Lower crude oil prices have a negative impact on crude oil producers’ revenues such as SM Energy (SM), Sanchez Energy (SN), Swift Energy (SFY), and Continental Resources (CLR).
OPEC members’ production
According to Reuters’ surveys, OPEC members’ crude oil production figures for June 2017 are as follows:
- Algeria – flat at 1.1 MMbpd (million barrels per day)
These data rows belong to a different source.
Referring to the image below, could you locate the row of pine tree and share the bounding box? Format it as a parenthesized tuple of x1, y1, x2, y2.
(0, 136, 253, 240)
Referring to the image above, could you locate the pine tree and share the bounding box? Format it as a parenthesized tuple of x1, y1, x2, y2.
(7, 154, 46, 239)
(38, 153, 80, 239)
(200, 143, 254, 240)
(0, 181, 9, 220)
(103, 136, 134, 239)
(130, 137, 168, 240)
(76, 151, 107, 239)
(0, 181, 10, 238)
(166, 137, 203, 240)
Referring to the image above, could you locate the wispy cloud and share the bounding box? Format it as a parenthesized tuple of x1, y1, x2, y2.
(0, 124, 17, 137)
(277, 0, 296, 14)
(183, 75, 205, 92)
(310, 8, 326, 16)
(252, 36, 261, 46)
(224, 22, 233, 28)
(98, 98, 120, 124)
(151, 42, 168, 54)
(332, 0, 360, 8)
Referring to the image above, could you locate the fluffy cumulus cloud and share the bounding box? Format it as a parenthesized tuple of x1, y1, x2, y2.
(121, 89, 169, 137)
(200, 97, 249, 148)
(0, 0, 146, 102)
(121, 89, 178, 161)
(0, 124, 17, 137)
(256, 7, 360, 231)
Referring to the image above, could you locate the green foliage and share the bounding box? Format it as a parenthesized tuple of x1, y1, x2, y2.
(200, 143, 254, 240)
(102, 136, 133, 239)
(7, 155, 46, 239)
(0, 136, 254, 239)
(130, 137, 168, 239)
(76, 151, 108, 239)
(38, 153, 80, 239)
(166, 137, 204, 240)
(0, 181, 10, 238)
- Angola – a rise of 40,000 bpd (barrels per day) to 1.7 MMbpd
- Iran – a rise of 10,000 bpd to 3.8 MMbpd
- Iraq – a fall of 30,000 bpd to at 4.4 MMbpd
- Kuwait – a rise of 10,000 bpd to 2.7 MMbpd
- Saudi Arabia – a rise of 40,000 bpd to 10 MMbpd
- United Arab Emirates – a rise of 10,000 bpd to 2.9 MMbpd
- Venezuela – a fall of 10,000 bpd to 2 MMbpd
Production cut deal
OPEC and Russia entered into a production cut deal on May 25, 2017, to reduce crude oil production by 1.8 MMbpd from January 2017 to March 2018. A rise in crude oil production from Nigeria, Libya, and the US could offset the production cut deal. As a result, OPEC might cap Nigeria and Libya’s crude oil production. To learn more, read the previous part in the series. Changes in production impact crude oil (USL) (PXI) (ERY) prices.
In the next part, we’ll discuss some crude oil price forecasts.
On July 10, 2017, US crude oil (USO) (DBO) August futures settled at $44.40 per barrel, which is only 0.40% above the previous day’s closing price.